高校に進学すると、人間関係が苦手なわたしだけど、何とか周りの流行りについていこうと必死で、上辺だけの友達を作り、一緒にカラオケに行ったりした。
そのうち、友達に「希沙って、歌上手いよね!」と言われ、それが嬉しくて歌うことが好きになった。
学祭では、先生と友達に背中を押され、ステージの上で一人、宇多◯ヒカルの"First L◯ve"を歌った。
すると、歌い終わった後にたくさんの歓声と拍手をもらい、あの時の達成感のような"わたしにも認めてもらえるものがあった"という喜びが忘れられず、わたしは歌を歌い続けるようになった。
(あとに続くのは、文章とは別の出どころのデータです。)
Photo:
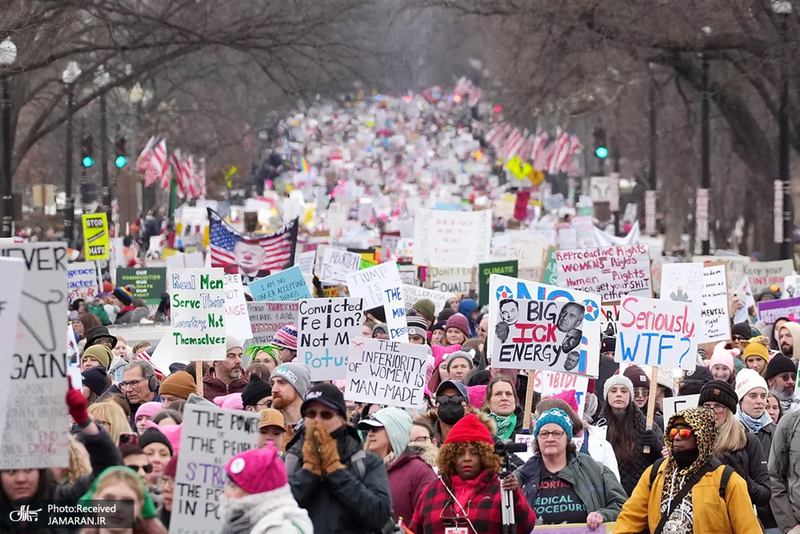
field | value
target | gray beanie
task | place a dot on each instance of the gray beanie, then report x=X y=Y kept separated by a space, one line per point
x=617 y=380
x=297 y=374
それから音楽番組を見る機会が増え、テレビの中で歌う人たちに憧れを抱くようになった。
音楽系の雑誌を買うと、"新人歌手オーディション"の広告を見つけ、わたしは受けてみたいと思った。
わたしは母にオーディションを受けたいと言うことが恥ずかしかったが、勇気を出して「お母さん、わたし、、、このオーディション受けてみたい。」と伝えた。
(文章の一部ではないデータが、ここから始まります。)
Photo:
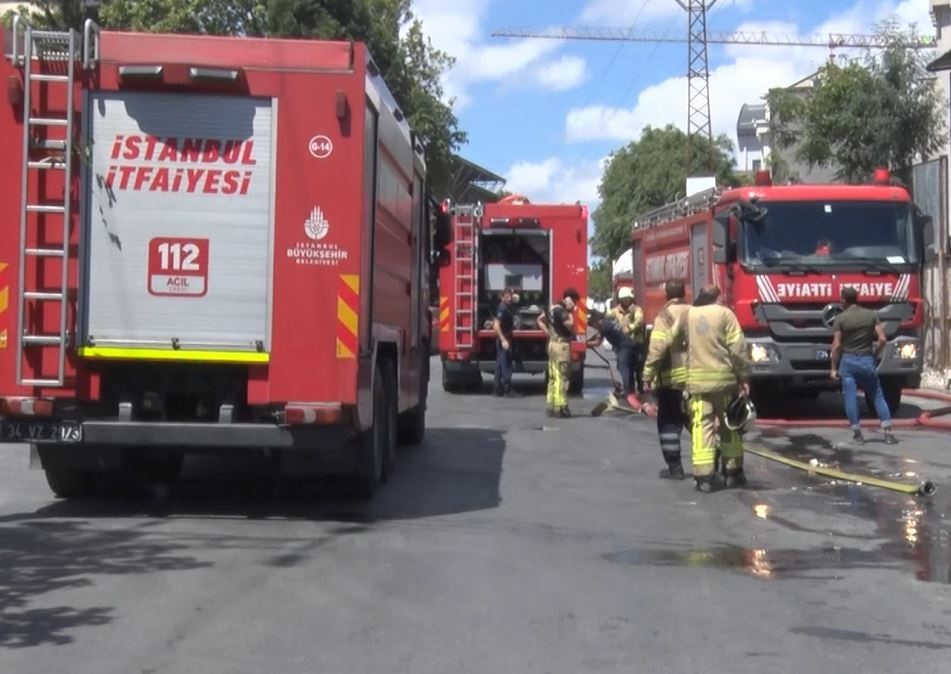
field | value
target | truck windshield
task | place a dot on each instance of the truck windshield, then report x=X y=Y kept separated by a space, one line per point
x=830 y=233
母は、わたしが差し出したオーディションの広告を見ると、「新人歌手?あんた、簡単に考えてない?こうゆう世界は、そんな甘いもんじゃないのよ?」と言った。
「わかってるよ!でも、受けてみたいの!」
「やめときなさい。どうせ受からないから。」
そう言われ、母はわたしが差し出したオーディションの広告をゴミ箱に捨てた。
母はいつもそうだ。
わたしがやりたい事はやらせてくれない。
自分の考えだけで反対して、わたしの気持ちは無視。
わたしは何の取り柄もないわたしのまま。
ただ、歌が好きなだけの子どもが成長して、何にも変わらずに大人になった。